Un precedente che potrebbe avere un effetto anche sulle altre opere dell’artista la cui identità è al centro di speculazioni da anni?

Giù le mani da Banksy. La notizia è di quelle che faranno discutere: il celebre e anonimo artista non si è visto riconosciuto il trademark per una delle sue opere più famose, Flower Thrower (il Lanciatore di Fiori), dopo essersi rifiutato di rivelare la sua identità ai giudici.


Un duro colpo è stato quindi inferto al tentativo dell’artista di dissuadere i merchandiser dall’incassare profitti dalle immagini dei suoi graffiti: l’ufficio per la proprietà intellettuale dell’Unione europea ha dichiarato non valida la richiesta dell’artista di utilizzare il suo famoso Flower Thrower – dipinto sui muri della Cisgiordania, a Betlemme – come marchio.


La battaglia legale

«Il copyright è per i perdenti», recita uno dei suoi murales. Ma il trademark poteva servire. Una battaglia che Banksy, la cui identità è stata per anni e continua a essere oggetto di speculazione ma ancora avvolta nel mistero nonostante cicliche rivelazioni mai confermate – stava portando avanti da anni. Ora – e la mossa, nota la stampa internazionale, potrebbe rappresentare un precedente anche per le sue altre opere d’arte – i giudici hanno stabilito che non può rivendicare un marchio UE per il murales perché l’artista «non può essere identificato come il proprietario indiscutibile di tali opere a causa della sua identità è nascosta».

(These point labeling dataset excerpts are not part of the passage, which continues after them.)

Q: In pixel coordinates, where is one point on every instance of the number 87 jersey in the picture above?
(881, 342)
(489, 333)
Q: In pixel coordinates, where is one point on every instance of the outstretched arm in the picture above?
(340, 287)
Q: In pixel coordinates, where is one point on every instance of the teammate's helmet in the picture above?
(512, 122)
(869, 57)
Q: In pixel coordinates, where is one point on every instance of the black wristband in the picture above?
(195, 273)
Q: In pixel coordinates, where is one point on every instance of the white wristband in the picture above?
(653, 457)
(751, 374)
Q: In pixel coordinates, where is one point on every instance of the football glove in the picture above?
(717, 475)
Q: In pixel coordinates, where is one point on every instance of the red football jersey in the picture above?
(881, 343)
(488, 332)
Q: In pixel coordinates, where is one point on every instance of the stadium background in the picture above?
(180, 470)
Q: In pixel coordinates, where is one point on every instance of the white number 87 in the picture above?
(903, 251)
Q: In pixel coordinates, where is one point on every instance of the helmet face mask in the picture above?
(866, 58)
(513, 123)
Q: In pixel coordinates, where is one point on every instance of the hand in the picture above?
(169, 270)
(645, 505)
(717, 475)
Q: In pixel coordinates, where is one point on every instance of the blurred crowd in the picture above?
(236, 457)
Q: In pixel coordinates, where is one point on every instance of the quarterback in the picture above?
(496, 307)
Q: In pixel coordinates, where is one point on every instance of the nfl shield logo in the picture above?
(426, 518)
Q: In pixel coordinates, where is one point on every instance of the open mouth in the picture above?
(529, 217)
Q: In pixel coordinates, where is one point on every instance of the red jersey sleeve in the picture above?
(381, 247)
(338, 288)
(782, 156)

Come ricostruisce il New York Times, nel 2014 Pest Control, l’ufficio di autenticazione di Banksy, si è rivolto all’ufficio per registrare l’immagine del murale di Betlemme come «marchio di fabbrica senza testo» ufficiale. L’immagine è celeberrima in tutto il mondo: un gigantesco ribelle che lancia un bouquet floreale che occupa un muro altissimo nascosto dietro a un’anonime pompa della benzina e autolavaggio. Gli artisti, scrive ancora il Times, usano tradizionalmente la legge sul copyright per proteggere le loro opere da imitazioni, ma l’azione sul copyright avrebbe richiesto all’artista di graffiti britannico di rivelare la sua identità a lungo nascosta. Ecco allora la strada del trademark.

Nel 2019 è Full Color Black, una società di biglietti d’auguri che ha sede in Gran Bretagna, a presentare domanda e chiedere all’Europa di dichiarare non valido il tentativo di Pest Control di registrare il marchio Flower Thrower. La risposta di Banksy era stata quella di creare un negozio pop-up a Croydon, a sud di Londra, per cercare di dimostrare «che stava attivamente utilizzando il suo marchio per produrre e vendere la propria merce». Tra i prodotti in negozio, anche una stampa a tre pannelli del murales di Betlemme.

La decisione della giuria

Banksy – oggi tra l’altro sceso attivamente in campo nella questione migratoria con il finanziamento di una nave di ricerca e soccorso nel Mediterraneo centrale – «ha scelto di rimanere anonimo e per la maggior parte di dipingere graffiti sulla proprietà di altre persone senza il loro permesso, piuttosto che dipingerli su tele o di sua proprietà», dice ora la giuria. «Ha anche scelto di essere molto esplicito riguardo al suo disprezzo per i diritti di proprietà intellettuale».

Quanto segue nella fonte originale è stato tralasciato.